Integrating Network Pharmacology and In vivo Experimental Validation to Reveal the Mechanism of FuZheng YiLiu Formula on Estrogen Receptor Positive Breast Cancer

Yuan Xu; Ying-Xuan Zhang; Hong-Yu Chen; Li-Sheng Chang; Xiao-Jun Gou; Wen-Li Chen

doi:10.2174/0113862073255044231027061742

Integrating Network Pharmacology and In vivo Experimental Validation to Reveal the Mechanism of FuZheng YiLiu Formula on Estrogen Receptor Positive Breast Cancer

Comb Chem High Throughput Screen. 2023 Nov 10. doi: 10.2174/0113862073255044231027061742. Online ahead of print.

Authors

Yuan Xu^{1

2}, Ying-Xuan Zhang², Hong-Yu Chen¹, Li-Sheng Chang¹, Xiao-Jun Gou², Wen-Li Chen²

Affiliations

¹ School of Pharmacy, Shaanxi University of Chinese Medicine, Xianyang, Shaanxi 712046, China.
² Baoshan District Hospital of Integrated Traditional Chinese and Western Medicine of Shanghai, Shanghai 201999, China.

PMID: 37957900
DOI: 10.2174/0113862073255044231027061742

Abstract

Background and purpose: FuZheng YiLiu Formula (FZYL) is a commonly used formula for postoperative estrogen receptor-positive (ER+) breast cancer and post-radiotherapy deficiency of both Qi and Yin. FZYL has been used in clinical practice for decades because of its ability to effectively improve the symptoms of deficiency in cancer patients. However, its mechanism needs to be further clarified. In this paper, we will observe the effect of FZYL on mice with ER+ breast cancer and explore the mechanism by which it improves the symptoms of ER+ breast cancer.

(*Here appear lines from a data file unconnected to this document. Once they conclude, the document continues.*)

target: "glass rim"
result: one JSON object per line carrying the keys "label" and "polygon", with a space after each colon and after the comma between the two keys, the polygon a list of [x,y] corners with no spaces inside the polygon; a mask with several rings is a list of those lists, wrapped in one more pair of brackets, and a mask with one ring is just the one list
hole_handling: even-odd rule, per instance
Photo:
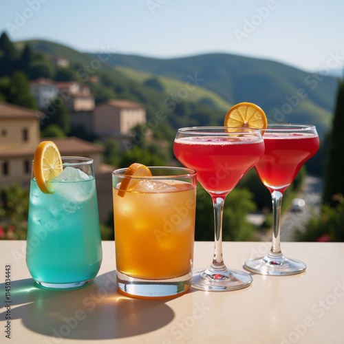
{"label": "glass rim", "polygon": [[305,124],[293,124],[293,123],[269,123],[268,127],[265,129],[261,129],[265,131],[295,131],[303,130],[314,130],[316,129],[314,125]]}
{"label": "glass rim", "polygon": [[[226,131],[225,129],[233,129]],[[219,131],[221,130],[221,131]],[[235,127],[186,127],[184,128],[179,128],[178,130],[180,133],[206,133],[208,135],[239,135],[241,133],[260,133],[261,129],[258,128],[244,128]]]}
{"label": "glass rim", "polygon": [[[133,178],[133,179],[171,179],[171,178],[194,178],[197,175],[196,171],[192,169],[188,169],[187,167],[178,167],[178,166],[147,166],[151,171],[155,170],[170,170],[170,171],[180,171],[185,172],[182,174],[169,174],[169,175],[126,175],[125,178]],[[117,169],[114,170],[111,173],[112,175],[117,175],[118,177],[124,177],[125,171],[128,169],[128,167],[124,167],[122,169]]]}

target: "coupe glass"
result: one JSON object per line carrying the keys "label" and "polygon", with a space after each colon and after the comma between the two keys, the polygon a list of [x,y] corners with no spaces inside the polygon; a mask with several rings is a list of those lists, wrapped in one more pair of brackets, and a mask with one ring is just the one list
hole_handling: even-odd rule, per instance
{"label": "coupe glass", "polygon": [[263,156],[264,142],[258,129],[195,127],[178,129],[174,154],[185,166],[195,170],[197,180],[213,198],[215,248],[208,269],[193,273],[194,288],[226,291],[252,283],[250,275],[228,269],[222,257],[222,214],[227,195]]}
{"label": "coupe glass", "polygon": [[270,252],[245,263],[250,271],[261,275],[288,275],[303,272],[306,265],[282,254],[280,215],[282,197],[305,161],[319,149],[319,140],[314,125],[268,125],[263,135],[265,153],[255,166],[263,184],[271,193],[273,235]]}

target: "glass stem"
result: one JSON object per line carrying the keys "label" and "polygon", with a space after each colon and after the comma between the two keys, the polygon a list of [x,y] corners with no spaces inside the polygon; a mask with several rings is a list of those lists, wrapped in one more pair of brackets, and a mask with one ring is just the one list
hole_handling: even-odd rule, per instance
{"label": "glass stem", "polygon": [[215,247],[214,257],[210,270],[215,272],[221,272],[227,270],[222,257],[222,217],[225,197],[212,197],[214,206]]}
{"label": "glass stem", "polygon": [[269,256],[277,257],[282,255],[281,251],[280,217],[283,193],[279,191],[273,191],[271,193],[271,198],[272,200],[273,235]]}

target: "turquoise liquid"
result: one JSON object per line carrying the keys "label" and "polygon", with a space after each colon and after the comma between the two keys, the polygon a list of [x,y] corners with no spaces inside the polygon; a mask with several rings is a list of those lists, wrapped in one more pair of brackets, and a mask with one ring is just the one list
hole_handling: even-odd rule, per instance
{"label": "turquoise liquid", "polygon": [[54,193],[30,184],[26,264],[34,280],[70,283],[94,279],[100,267],[99,215],[93,178],[52,182]]}

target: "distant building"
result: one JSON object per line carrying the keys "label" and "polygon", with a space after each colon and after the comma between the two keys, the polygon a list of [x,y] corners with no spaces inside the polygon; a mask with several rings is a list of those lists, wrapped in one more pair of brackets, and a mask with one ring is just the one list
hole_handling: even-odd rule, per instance
{"label": "distant building", "polygon": [[145,123],[144,107],[125,99],[108,100],[96,107],[94,111],[94,132],[105,140],[125,140],[131,136],[133,127]]}
{"label": "distant building", "polygon": [[94,109],[94,98],[88,87],[74,81],[56,83],[55,85],[70,112]]}
{"label": "distant building", "polygon": [[61,55],[51,55],[47,58],[56,67],[65,68],[69,66],[69,61]]}

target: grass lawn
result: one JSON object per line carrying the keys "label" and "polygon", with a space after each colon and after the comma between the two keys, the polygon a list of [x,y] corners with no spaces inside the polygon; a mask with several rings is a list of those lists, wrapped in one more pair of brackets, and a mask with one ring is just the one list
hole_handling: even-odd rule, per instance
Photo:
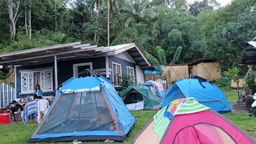
{"label": "grass lawn", "polygon": [[[231,102],[235,102],[237,100],[237,95],[236,92],[232,90],[224,90],[227,100]],[[127,143],[133,143],[133,139],[144,125],[152,118],[153,115],[156,113],[156,111],[150,110],[140,110],[133,111],[132,114],[136,118],[136,123],[133,129],[128,134],[127,138]],[[256,117],[249,117],[247,112],[240,113],[226,113],[224,115],[229,119],[231,121],[237,125],[240,128],[248,133],[250,136],[256,139]],[[37,124],[8,124],[0,125],[0,144],[22,144],[27,143],[32,133],[37,128]],[[253,130],[254,131],[250,131]],[[49,143],[38,143],[39,144],[49,144]],[[85,142],[87,144],[98,144],[104,143],[103,142]]]}

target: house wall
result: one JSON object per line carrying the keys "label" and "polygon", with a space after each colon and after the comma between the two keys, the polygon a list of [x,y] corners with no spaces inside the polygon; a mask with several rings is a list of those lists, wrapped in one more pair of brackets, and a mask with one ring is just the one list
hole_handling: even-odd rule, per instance
{"label": "house wall", "polygon": [[[123,59],[118,57],[115,56],[110,56],[108,57],[108,66],[110,69],[112,69],[112,63],[115,62],[121,64],[121,72],[122,75],[127,75],[127,69],[126,67],[131,67],[134,68],[134,75],[135,77],[136,77],[136,64],[134,63],[132,63],[131,62],[128,62],[127,59]],[[113,81],[113,75],[112,72],[110,73],[110,81]]]}
{"label": "house wall", "polygon": [[[93,62],[93,69],[98,72],[98,69],[102,71],[105,71],[105,57],[98,57],[97,59],[75,59],[70,61],[62,61],[57,62],[57,72],[58,72],[58,85],[64,82],[70,77],[73,77],[73,64],[85,63],[85,62]],[[52,81],[54,90],[54,63],[47,64],[39,64],[34,66],[27,66],[27,67],[16,67],[16,82],[15,87],[16,95],[17,98],[24,98],[27,97],[32,96],[32,94],[21,94],[21,73],[22,70],[39,70],[47,67],[52,69]],[[103,75],[103,76],[105,76]],[[54,95],[54,92],[44,93],[44,96],[53,96]]]}
{"label": "house wall", "polygon": [[[16,67],[16,84],[15,84],[15,88],[16,88],[16,98],[25,98],[28,97],[30,96],[32,96],[33,94],[21,94],[22,90],[21,90],[21,72],[22,70],[39,70],[42,69],[42,68],[47,67],[47,69],[52,69],[52,71],[54,72],[54,65],[53,64],[41,64],[41,65],[34,65],[34,66],[26,66],[26,67]],[[53,77],[54,77],[54,73],[53,73]],[[54,78],[53,78],[54,79]],[[53,82],[53,85],[54,83]],[[45,96],[50,96],[50,95],[54,95],[54,92],[49,92],[47,93],[44,93],[44,95]]]}
{"label": "house wall", "polygon": [[136,66],[136,69],[137,84],[140,85],[143,83],[145,82],[143,70],[142,70],[138,65]]}
{"label": "house wall", "polygon": [[[109,56],[108,57],[108,64],[109,64],[109,71],[110,71],[110,80],[112,81],[112,62],[116,62],[121,64],[121,71],[122,75],[127,75],[126,67],[129,66],[134,68],[134,75],[136,77],[136,80],[138,82],[143,82],[143,72],[141,68],[138,66],[136,67],[135,62],[133,59],[130,56],[128,52],[123,52],[123,54],[118,54],[115,56]],[[74,59],[69,61],[62,61],[57,62],[57,72],[58,72],[58,85],[61,83],[63,83],[65,81],[67,80],[70,77],[73,77],[73,64],[85,63],[85,62],[92,62],[93,63],[93,69],[97,74],[100,72],[103,76],[105,77],[105,57],[97,57],[93,59]],[[22,70],[39,70],[45,69],[46,67],[50,68],[52,69],[52,82],[53,82],[53,89],[55,90],[54,85],[54,62],[47,64],[39,64],[34,66],[26,66],[26,67],[17,67],[16,69],[16,94],[17,98],[24,98],[29,96],[32,96],[32,94],[21,94],[21,73]],[[138,77],[137,77],[138,76]],[[44,96],[53,96],[54,95],[54,92],[44,93]]]}
{"label": "house wall", "polygon": [[[105,72],[105,57],[97,57],[94,59],[75,59],[70,61],[63,61],[58,62],[58,83],[61,84],[65,81],[67,80],[70,77],[73,77],[73,64],[85,63],[85,62],[93,62],[93,69],[95,72]],[[105,72],[102,75],[105,77]]]}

Materials and methods: A tumor xenograft mouse model was established to detect tumor growth in vivo in order to evaluate the pharmacological effects of FZYL on ER+ breast cancer. The main targets of FZYL were identified by extracting the FZYL components and the corresponding potential target genes of breast cancer from the established database and constructing a protein-protein interaction network of shared genes using the string database. GO functional annotation and KEGG pathway enrichment analysis were performed, and molecular docking, molecular dynamics simulations, western blotting analysis, and RT-qPCR were performed to confirm the validity of targets in the relevant pathways.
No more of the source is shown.